When academics at the American Academy of Arts and Sciences released a report called "The Heart of the Matter," seeking more emphasis on the humanities and social sciences, the politicians greeted it with the usual breast beating, lamenting the lack of literacy in the schools, but with little result. That's because educational change must come from those closer to the problem: the parents and teachers who can demonstrate the importance of the humanities to an integrated life, and corporate and business leaders who can insist that college graduates know of the humanities and something besides spreadsheets.

Steve Jobs knew the importance of fusing metaphor with machine and sought innovators with a background in the liberal arts to work with engineers to create Apple designs.
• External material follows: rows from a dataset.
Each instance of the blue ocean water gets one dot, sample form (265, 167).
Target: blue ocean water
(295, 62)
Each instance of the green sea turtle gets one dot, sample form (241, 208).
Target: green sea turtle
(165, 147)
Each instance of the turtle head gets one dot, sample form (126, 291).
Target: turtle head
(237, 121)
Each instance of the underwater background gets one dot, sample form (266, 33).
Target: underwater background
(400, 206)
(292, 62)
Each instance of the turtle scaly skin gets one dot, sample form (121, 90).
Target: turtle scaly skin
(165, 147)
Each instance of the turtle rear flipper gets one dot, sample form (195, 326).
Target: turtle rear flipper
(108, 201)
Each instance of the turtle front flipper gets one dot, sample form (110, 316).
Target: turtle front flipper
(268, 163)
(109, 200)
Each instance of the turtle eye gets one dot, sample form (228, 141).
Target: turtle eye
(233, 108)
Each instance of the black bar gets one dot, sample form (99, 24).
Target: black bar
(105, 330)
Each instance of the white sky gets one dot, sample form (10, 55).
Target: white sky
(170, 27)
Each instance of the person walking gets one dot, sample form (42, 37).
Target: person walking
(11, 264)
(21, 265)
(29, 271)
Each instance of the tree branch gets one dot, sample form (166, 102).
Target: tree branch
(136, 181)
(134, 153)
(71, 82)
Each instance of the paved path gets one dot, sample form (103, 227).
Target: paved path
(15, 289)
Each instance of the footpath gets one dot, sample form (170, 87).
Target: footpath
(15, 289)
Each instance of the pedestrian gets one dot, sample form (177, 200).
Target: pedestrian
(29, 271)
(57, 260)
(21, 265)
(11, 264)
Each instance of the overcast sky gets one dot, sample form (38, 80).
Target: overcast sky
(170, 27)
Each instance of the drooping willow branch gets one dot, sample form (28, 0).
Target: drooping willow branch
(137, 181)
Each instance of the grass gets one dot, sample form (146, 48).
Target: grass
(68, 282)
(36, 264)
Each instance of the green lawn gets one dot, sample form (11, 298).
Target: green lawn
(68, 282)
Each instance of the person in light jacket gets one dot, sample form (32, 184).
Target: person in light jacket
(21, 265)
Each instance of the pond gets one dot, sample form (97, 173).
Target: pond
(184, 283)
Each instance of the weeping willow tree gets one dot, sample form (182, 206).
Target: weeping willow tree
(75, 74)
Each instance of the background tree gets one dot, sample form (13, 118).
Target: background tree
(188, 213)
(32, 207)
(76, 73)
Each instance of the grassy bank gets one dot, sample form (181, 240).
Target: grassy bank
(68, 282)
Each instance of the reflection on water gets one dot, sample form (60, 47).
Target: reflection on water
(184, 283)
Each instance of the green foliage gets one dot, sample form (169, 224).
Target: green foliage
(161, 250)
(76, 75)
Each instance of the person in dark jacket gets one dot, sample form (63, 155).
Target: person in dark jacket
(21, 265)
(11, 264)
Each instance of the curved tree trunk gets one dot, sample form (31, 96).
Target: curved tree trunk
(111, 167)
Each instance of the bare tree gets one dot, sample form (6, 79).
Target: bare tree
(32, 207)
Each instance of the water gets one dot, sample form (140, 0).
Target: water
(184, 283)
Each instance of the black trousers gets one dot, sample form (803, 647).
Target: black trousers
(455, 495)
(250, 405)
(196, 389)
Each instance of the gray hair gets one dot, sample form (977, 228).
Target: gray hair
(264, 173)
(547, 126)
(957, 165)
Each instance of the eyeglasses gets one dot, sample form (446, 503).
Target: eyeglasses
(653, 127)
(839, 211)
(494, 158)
Norman Augustine, former head of Lockheed Martin, has long argued the importance of both the arts and science in education. Employers, he says, want the skills the humanities teach — critical thinking, weighing interpretations, and analytical clarity. Humanities majors scored 9 percent higher than business majors on the Graduate Management Admission Test when applying to business school.

Trends in childhood development come and go, and just as Baby Einstein toys that played Mozart and Beethoven did not composers make, teething on "Moby Dick" won't create another Herman Melville. But this trend encourages great books that teach great lessons. It's not even too late for Woody Allen to read "Moby Dick."